Personal information
- Born: 7 March 1972 (age 54)

Sport
- Sport: Rowing
- Club: Queensland Uni Boat Club UTS Haberfield Rowing Club

Medal record
Women's rowing
Representing Australia
World Rowing Championships
| Bronze medal – third place | 1998 Cologne | Quad scull |
Commonwealth Rowing Championships
| Gold medal – first place | 1994 Ontario | Quad scull |

= Marina Hatzakis =

Australian rower (born 1972)

Marina Ann Hatzakis (born 7 March 1972 in Sydney) is an Australian former rower - a dual Olympian who represented at world championships between 1993 and 2000.

==Club and state rowing==
Hatzakis' senior club rowing was from the Queensland University Boat Club in Brisbane and later at the UTS Haberfield Rowing Club in Sydney.

From 1993 to 1996 and in 2000 Hatzakis was selected as Queensland's single sculls representative to contest the Nell Slatter Trophy at the Interstate Regatta within the Australian Rowing Championships. In 1996 she also stroked Queensland's women's coxless four contesting the ULVA Trophy. In 1997 Hatzakis relocated to Sydney to pursue her national aspirations. That year she was selected to stroke the New South Wales women's coxless four to contest the ULVA Trophy.

She contested national championship titles at numerous Australian Rowing Championships. She contested the open women's single scull in QUBC colours in 1994, 1995 and 1996 and in black and white for UTS Haberfield in 1997 and 2000.

==International representative rowing==
Hatzakis' Australian representative debut came in 1993 as a sculler. She competed at the 1993 World Rowing Championships in Racice in a double scull with Jenny Luff and placed ninth overall.

In 1994 she moved into the Australian senior women's quad scull. She was in the quad at the 1994 World Rowing Championships in Indianapolis who rowed to fourth place. Hatzakis and Sally Newmarch were constant in the quad for the next three years. With Adair Ferguson and Fleur Spriggs they contested the 1995 World Rowing Championships in Tampere placing thirteenth and then with Jane Robinson and Bronwyn Roye they competed at the 1996 Atlanta Olympics finishing ninth overall. In Atlanta Hatzakis also doubled up with Bronwyn Roye in the women's double scull and finished in fourth place.

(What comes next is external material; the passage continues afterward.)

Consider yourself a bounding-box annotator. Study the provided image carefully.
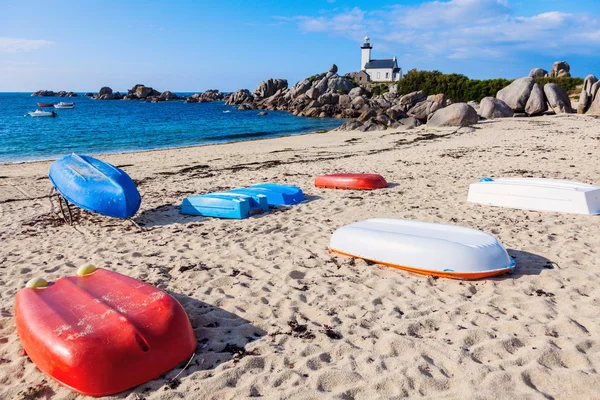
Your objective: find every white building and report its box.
[360,36,402,82]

Hatzakis rowed in 1997 at the World Rowing Cup I with Bronwyn Roye in a double scull but was not selected for World Championships that year. She came back into the senior quad in 1998 with Newmarch, Robinson and Roye and after racing at the World Rowing Cup III in Lucerne, they competed at the 1998 World Rowing Championships in Cologne and won a bronze medal.

Hatzakis' final two years of representative rowing was with Roye in the Australian women's double scull. They raced at the 1999 World Rowing Cup III in Lucerne and then at the 1999 World Rowing Championships in St Catharines, Canada to a sixth-place finish. Their campaign in the 2000 Olympic year started at two World Rowing Cups in Europe and then at Sydney 2000 they placed fourth in their heat and fought through a repechage to make the final in which they finished last for an overall sixth ranking.